Rockefeller Room 002, 3 pm

Tea 4:30 pm, Math Lounge

Joint Mathematics and Philosophy Colloquium
Note different time and format

**Abstract: ** Modern mathematics is, to my mind, a
complex edifice based on conceptual constructions. With its richness,
variety, and complexity any discussion of the nature of mathematics
cannot but accede to the primacy of its history and practice. The
applicability of mathematics may be a driving motivation, but in the
end mathematics is autonomous. Mathematics is in a broad sense
self-generating and self-authenticating, and alone competent to
address issues of its correctness and authority.

What brings us
mathematical knowledge? The carriers of mathematical knowledge are
proofs, more generally arguments and constructions, as embedded in
larger contexts. Mathematical knowledge does not consist of theorem
statement, and certainly does not consist of more and more ``epistemic
access'', somehow, to ``abstract objects'' and their workings.
Mathematicians and teachers of higher mathematics know this, but it
should be said.
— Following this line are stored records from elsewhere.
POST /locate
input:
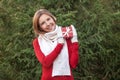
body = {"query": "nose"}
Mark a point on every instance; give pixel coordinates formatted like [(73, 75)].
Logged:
[(47, 23)]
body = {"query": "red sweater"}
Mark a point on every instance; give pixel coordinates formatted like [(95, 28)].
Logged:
[(47, 61)]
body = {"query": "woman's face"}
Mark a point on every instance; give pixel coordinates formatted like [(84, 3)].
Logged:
[(47, 23)]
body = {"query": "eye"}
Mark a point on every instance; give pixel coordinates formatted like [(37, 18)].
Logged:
[(48, 19), (42, 23)]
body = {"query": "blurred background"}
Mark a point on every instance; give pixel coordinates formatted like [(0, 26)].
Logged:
[(98, 26)]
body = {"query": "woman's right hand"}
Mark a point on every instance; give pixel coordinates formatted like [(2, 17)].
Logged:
[(60, 38)]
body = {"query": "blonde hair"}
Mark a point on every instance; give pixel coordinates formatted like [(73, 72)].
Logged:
[(36, 17)]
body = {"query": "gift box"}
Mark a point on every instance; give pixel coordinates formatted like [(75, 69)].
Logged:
[(67, 32)]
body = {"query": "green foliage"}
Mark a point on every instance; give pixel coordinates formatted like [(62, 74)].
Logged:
[(98, 26)]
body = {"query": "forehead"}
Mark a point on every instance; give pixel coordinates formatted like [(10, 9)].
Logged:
[(44, 17)]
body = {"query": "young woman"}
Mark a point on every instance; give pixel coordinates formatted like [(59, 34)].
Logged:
[(57, 55)]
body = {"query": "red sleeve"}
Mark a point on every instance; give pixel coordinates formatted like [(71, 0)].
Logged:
[(73, 49), (46, 61), (74, 54)]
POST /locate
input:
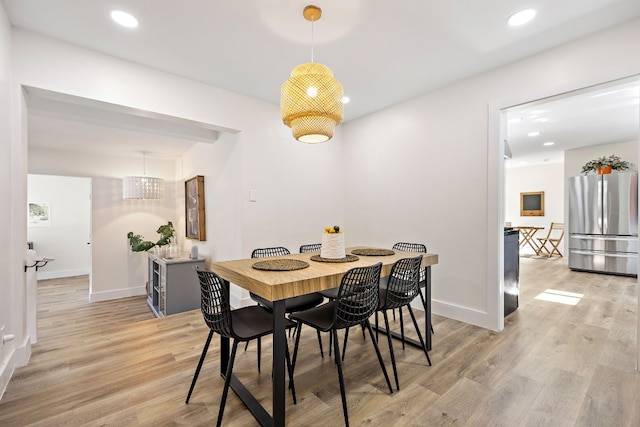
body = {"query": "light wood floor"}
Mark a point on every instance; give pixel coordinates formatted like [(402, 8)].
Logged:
[(112, 363)]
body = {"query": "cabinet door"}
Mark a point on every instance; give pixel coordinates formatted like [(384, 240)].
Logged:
[(163, 291)]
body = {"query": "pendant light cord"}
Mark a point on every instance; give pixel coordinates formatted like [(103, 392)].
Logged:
[(312, 40)]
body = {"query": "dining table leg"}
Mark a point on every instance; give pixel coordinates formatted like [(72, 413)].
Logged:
[(427, 314), (279, 357)]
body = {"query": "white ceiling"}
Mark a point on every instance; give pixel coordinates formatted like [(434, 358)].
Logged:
[(382, 52)]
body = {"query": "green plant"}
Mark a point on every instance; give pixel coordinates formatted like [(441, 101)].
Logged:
[(614, 161), (138, 244)]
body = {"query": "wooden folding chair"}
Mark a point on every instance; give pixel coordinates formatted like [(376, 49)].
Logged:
[(554, 237)]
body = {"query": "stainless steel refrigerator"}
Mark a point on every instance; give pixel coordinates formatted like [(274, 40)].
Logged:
[(603, 223)]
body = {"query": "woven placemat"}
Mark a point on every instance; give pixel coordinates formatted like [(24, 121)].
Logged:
[(372, 252), (348, 258), (280, 265)]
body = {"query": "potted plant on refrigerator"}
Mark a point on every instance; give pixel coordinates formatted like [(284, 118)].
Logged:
[(604, 165)]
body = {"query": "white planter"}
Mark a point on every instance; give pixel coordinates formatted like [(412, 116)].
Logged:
[(333, 246)]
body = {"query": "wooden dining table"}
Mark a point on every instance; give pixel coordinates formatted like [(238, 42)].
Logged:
[(276, 286)]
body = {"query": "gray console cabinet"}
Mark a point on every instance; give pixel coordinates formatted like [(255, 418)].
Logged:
[(173, 284)]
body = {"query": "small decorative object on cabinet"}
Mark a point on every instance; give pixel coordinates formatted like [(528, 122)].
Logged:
[(173, 284)]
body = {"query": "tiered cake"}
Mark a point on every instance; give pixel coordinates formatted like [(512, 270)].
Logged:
[(333, 243)]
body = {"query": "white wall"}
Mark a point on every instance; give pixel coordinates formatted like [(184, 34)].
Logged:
[(434, 166), (299, 186), (12, 317), (67, 234)]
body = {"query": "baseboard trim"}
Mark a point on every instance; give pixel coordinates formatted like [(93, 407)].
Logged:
[(463, 314), (117, 293), (57, 274), (18, 356)]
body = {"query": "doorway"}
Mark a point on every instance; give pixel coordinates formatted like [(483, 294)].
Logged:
[(622, 112), (59, 227)]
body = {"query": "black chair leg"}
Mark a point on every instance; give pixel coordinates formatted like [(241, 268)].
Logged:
[(202, 356), (401, 327), (259, 352), (393, 357), (292, 386), (344, 344), (295, 348), (424, 304), (227, 380), (375, 345), (320, 344), (415, 324), (336, 350)]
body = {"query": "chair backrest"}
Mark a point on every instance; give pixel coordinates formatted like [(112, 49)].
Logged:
[(413, 247), (358, 296), (313, 247), (556, 231), (265, 252), (403, 285), (214, 303), (410, 247)]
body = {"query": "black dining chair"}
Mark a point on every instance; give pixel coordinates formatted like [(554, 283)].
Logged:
[(357, 300), (402, 288), (243, 324), (291, 305), (420, 248)]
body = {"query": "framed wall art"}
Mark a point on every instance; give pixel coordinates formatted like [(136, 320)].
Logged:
[(194, 208), (532, 203)]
Issues about competence and intuition can be raised as
well as factors about the general dissemination of analogical or
inductive reasoning, but in the end, what can be directly conveyed as
knowledge are proofs.

The talk will describe how proofs are the
carriers of mathematical knowledge, with the first half devoted to set
theory, and the second half, to modern mathematics in general. Some
elementary set theory and knowledge of the set theoretic axioms would
be helpful for following the first half, but the second half requires
little background.

This talk will be accessible to graduate students.